In 188 children (median age 7.0; range 0.4–17.9 years) from six institutes, interfractional motion of both hemidiaphragms, spleen, liver and both kidneys was quantified using a two-step registration; CBCTs were registered to the reference CT (refCT) relative to the bony anatomy, followed by registration of the organ. We calculated the group mean, and the distributions of systematic and random errors (standard deviations Σ and σ, respectively) in CC, LR and AP directions. To quantify intrafractional motion (CC direction) in a subcohort of 79 children (median age 7.6; range 1.0–17.8 years), we used a semi-automated method selecting inhale and exhale positions of the right hemidiaphragm peak, and calculated the difference between the peaks (breathing amplitude). We investigated the correlation of inter- and intrafractional motion with age (Spearman’s ρ), and the difference in motion between patients ≥5.5 years, and patients <5.5 years treated with and without GA.

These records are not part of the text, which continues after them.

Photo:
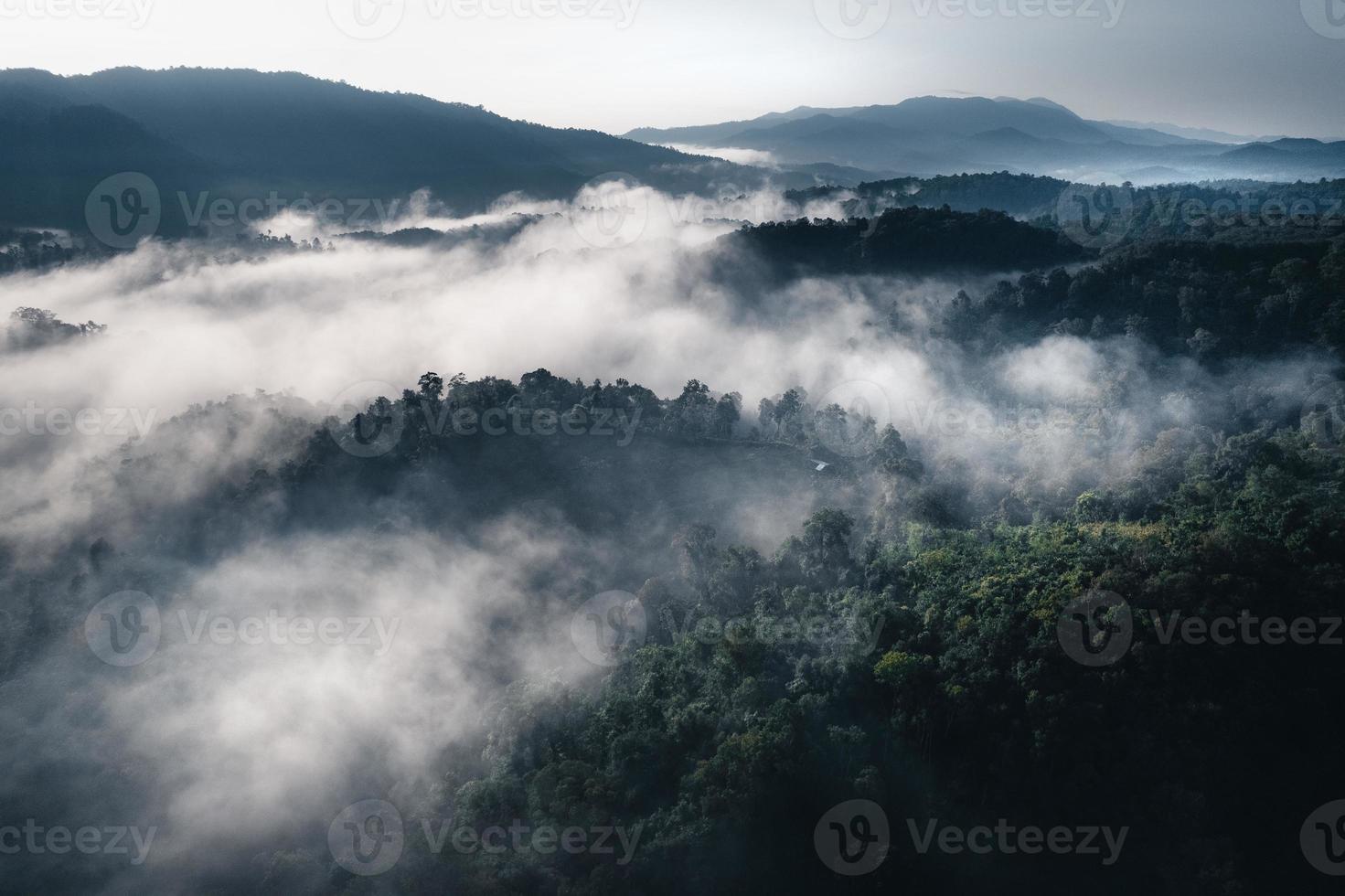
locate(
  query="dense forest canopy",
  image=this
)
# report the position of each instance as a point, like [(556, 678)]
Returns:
[(780, 517)]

The group mean interfractional motion was largest in CC direction, but for all structures <1 mm, and not significantly different from the refCT (Bonferroni’s adjusted p>0.008). For all structures, we found no correlation between interfractional motion and age (ρ<0.1; p>0.05). Mean interfractional motion of the right hemidiaphragm in patients treated with GA was significantly smaller than in those treated without GA (all <5.5 years; p=0.004), resulting in smaller Σ and σ values (Table 1).
For intrafractional motion, the breathing amplitudes in children ≥5.5 years were significantly larger compared to patients <5.5 years treated without GA (p=0.02) (Table 2). In patients <5.5 years treated with GA, the breathing amplitudes (and random errors) were smaller compared to those treated without GA (Table 2), but there was no significant difference (p=0.4). We found a moderate but significant correlation between breathing amplitude and age (ρ=0.43; p<0.001).

In a large cohort of pediatric cancer patients receiving radiotherapy, we found that interfractional motion does not depend on age, but the use of GA in younger patients results in smaller systematic and random errors. Furthermore, our results show that the breathing amplitude increases with age. Differences in systematic and random errors between younger and older children are small, but variations between patients advocate the need for a patient-specific margin approach.